L’embarquement s’achevait au milieu du plus profond silence.

Nedjma venait de revenir ; elle avait pris le bras du jeune officier, comme si elle eût craint qu’au dernier moment on ne vint le lui enlever.

Elle ne songea pas un instant à le prier de partir avec elle, non pas qu’elle connût la valeur de la parole d’honneur, mais il avait déclaré qu’il devait rester et elle n’en demandait pas davantage pourvu qu’il la gardât.

— J’ai le cœur serré, murmura Pol Kardec.

Il ouvrit les bras, de Melval s’y jeta avec effusion.

Deux grosses larmes roulèrent dans ses yeux.

Non, il n’avait pas oublié Christiane ; car à cette heure et sans qu’il osât se l’avouer, c’était à elle, à elle seule qu’allait sa pensée.
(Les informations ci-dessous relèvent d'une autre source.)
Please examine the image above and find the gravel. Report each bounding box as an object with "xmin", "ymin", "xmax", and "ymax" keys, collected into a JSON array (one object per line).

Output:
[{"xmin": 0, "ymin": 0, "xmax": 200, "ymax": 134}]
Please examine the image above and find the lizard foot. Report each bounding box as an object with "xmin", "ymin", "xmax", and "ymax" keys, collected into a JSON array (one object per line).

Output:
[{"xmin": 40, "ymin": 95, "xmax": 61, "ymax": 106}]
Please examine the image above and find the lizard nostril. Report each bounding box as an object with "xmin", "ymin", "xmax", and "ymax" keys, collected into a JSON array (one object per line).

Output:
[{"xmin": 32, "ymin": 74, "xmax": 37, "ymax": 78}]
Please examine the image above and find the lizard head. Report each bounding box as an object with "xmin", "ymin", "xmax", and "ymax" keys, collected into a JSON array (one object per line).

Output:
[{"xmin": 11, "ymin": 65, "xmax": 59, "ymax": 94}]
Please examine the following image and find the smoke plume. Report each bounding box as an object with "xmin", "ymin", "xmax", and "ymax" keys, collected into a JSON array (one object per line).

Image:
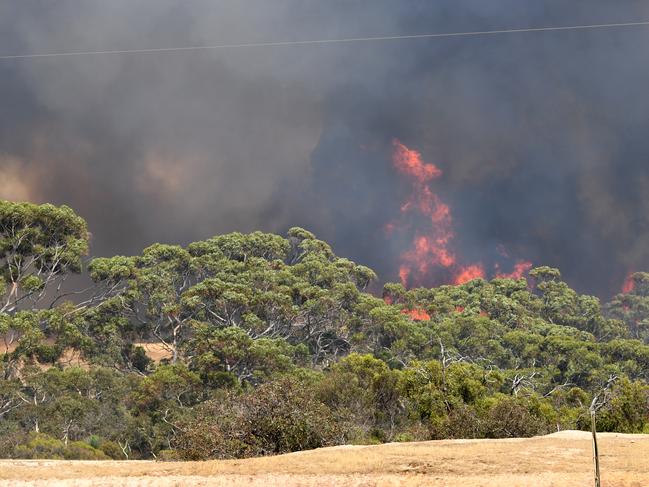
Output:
[{"xmin": 0, "ymin": 0, "xmax": 649, "ymax": 297}]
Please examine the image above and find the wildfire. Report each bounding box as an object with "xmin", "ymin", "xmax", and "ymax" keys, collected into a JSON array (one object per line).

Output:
[
  {"xmin": 622, "ymin": 272, "xmax": 635, "ymax": 294},
  {"xmin": 385, "ymin": 139, "xmax": 532, "ymax": 287},
  {"xmin": 496, "ymin": 260, "xmax": 532, "ymax": 279},
  {"xmin": 453, "ymin": 264, "xmax": 485, "ymax": 286}
]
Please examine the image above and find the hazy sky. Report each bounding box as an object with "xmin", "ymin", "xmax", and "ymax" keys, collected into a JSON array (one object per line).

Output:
[{"xmin": 0, "ymin": 0, "xmax": 649, "ymax": 296}]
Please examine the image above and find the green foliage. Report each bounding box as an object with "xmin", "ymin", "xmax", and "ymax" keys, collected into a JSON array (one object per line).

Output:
[
  {"xmin": 0, "ymin": 202, "xmax": 649, "ymax": 459},
  {"xmin": 13, "ymin": 433, "xmax": 109, "ymax": 460},
  {"xmin": 172, "ymin": 378, "xmax": 343, "ymax": 460}
]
— Capitaine, dit à son tour le colonel Collington, à qui l’officier avait fait part dans la journée de sa décision, ce que vous faites là est beau et grand : respecter sa parole d’honneur dans une guerre entre peuples civilisés, c’est faire son devoir, rien de plus. La tenir vis-à-vis de barbares comme ceux-là, c’est être héroïque. Je vous admire, et si Dieu vous sauve, rappelez-vous que vous honorerez grandement ma maison en venant me voir en Irlande, à Limerick, où j’espère bientôt me retirer.

Après lui mistress Collington embrassa Nedjma, et plusieurs officiers, au courant de la situation, vinrent adresser aux deux jeunes gens un muet adieu. On eût dit un défilé de parents devant une tombe ouverte.